Open obeleh opened 6 years ago
Depends what you mean.
Both list_network_interfaces
and list_hardware
have a "speed" field corresponding to the link speed.
The list_hardware
speed is "live," meaning it shows the actual interface speed right now. This is the value of "Link" when you hover over an ethernet port in the GUI's health graphic. The list_network_interfaces
speed is the speed configured on the port.
Here's an example of how the two can differ:
ct0.eth0
list_network_interfaces speed: 1.00 Gb/s
list_hardware speed: 1.00 Gb/s
ct0.eth1
list_network_interfaces speed: 1.00 Gb/s
list_hardware speed: 0.00 b/s <-- nothing is plugged into this port
ct0.eth8
list_network_interfaces speed: 10.00 Gb/s
list_hardware speed: 10.00 Gb/s
ct0.eth9
list_network_interfaces speed: 10.00 Gb/s
list_hardware speed: 10.00 Gb/s
ct1.eth0
list_network_interfaces speed: 1.00 Gb/s
list_hardware speed: 1.00 Gb/s
ct1.eth1
list_network_interfaces speed: 1.00 Gb/s
list_hardware speed: 0.00 b/s
ct1.eth2
list_network_interfaces speed: 10.00 Gb/s
list_hardware speed: 10.00 Gb/s
ct1.eth3
list_network_interfaces speed: 10.00 Gb/s
list_hardware speed: 10.00 Gb/s
ct1.eth8
list_network_interfaces speed: 10.00 Gb/s
list_hardware speed: 10.00 Gb/s
ct1.eth9
list_network_interfaces speed: 10.00 Gb/s
list_hardware speed: 10.00 Gb/s
Source:
import purestorage
array = purestorage.FlashArray("dogfood-snausage", "miranda", "****")
network_ifaces = array.list_network_interfaces()

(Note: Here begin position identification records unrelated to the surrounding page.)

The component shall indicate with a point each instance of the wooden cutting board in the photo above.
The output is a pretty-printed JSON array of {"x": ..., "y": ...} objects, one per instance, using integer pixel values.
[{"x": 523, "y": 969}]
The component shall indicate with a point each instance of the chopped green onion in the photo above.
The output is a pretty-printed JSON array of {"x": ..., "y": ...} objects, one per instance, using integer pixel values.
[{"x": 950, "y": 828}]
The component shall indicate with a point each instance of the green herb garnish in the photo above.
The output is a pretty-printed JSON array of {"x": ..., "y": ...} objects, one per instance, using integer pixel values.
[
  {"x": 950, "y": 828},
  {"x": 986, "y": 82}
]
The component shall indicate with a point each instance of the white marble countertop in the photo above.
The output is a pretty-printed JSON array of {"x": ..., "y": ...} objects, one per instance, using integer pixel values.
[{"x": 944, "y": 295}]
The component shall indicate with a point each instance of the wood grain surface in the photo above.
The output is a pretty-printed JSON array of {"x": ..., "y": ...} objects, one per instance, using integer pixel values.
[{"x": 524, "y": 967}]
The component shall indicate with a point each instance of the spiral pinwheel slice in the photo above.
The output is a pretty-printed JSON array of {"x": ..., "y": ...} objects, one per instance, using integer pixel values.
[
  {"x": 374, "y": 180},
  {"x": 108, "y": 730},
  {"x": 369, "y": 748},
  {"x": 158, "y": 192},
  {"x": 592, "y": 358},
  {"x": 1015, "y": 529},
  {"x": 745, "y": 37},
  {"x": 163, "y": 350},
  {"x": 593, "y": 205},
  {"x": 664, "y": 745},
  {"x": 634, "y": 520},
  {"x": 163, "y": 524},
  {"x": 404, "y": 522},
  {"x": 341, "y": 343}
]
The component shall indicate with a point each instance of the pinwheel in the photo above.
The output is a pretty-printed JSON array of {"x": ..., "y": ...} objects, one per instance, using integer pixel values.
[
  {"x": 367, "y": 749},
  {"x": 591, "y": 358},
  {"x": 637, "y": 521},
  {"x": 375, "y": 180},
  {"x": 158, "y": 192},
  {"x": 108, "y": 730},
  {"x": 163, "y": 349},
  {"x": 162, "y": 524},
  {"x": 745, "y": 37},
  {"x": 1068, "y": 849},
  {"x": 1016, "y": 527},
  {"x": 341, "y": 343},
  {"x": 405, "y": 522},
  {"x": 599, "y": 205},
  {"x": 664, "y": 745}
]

hardware_ifaces = array.list_hardware()
network_speed_val_to_suffix = {
1: 'b/s',
pow(10, 3) : 'Kb/s',
pow(10, 6) : 'Mb/s',
pow(10, 9) : 'Gb/s'
}
def display_speed(val):
suffix = network_speed_val_to_suffix[1]
for multiplier in reversed(sorted(network_speed_val_to_suffix.keys())):
if val >= multiplier:
suffix = network_speed_val_to_suffix[multiplier]
val = float(val) / multiplier
return '%.2f %s' % (val, suffix)
return '%.2f %s' % (val, suffix)
for network_iface in network_ifaces:
for hardware_iface in hardware_ifaces:
if network_iface["name"] == hardware_iface["name"].lower():
print("{}".format(network_iface["name"]))
print("\t list_network_interfaces speed: {}".format(display_speed(network_iface["speed"])))
print("\t list_hardware speed: {}".format( display_speed(hardware_iface["speed"]) ))
Hope that helps... Anything more than that (latencies, read/write stats) do not exist in the API right now.
Thanks for your answer. I was really looking for throughput and latency. The speeds, I've already found those.
Where / how can I get the network interface throughput and latencies?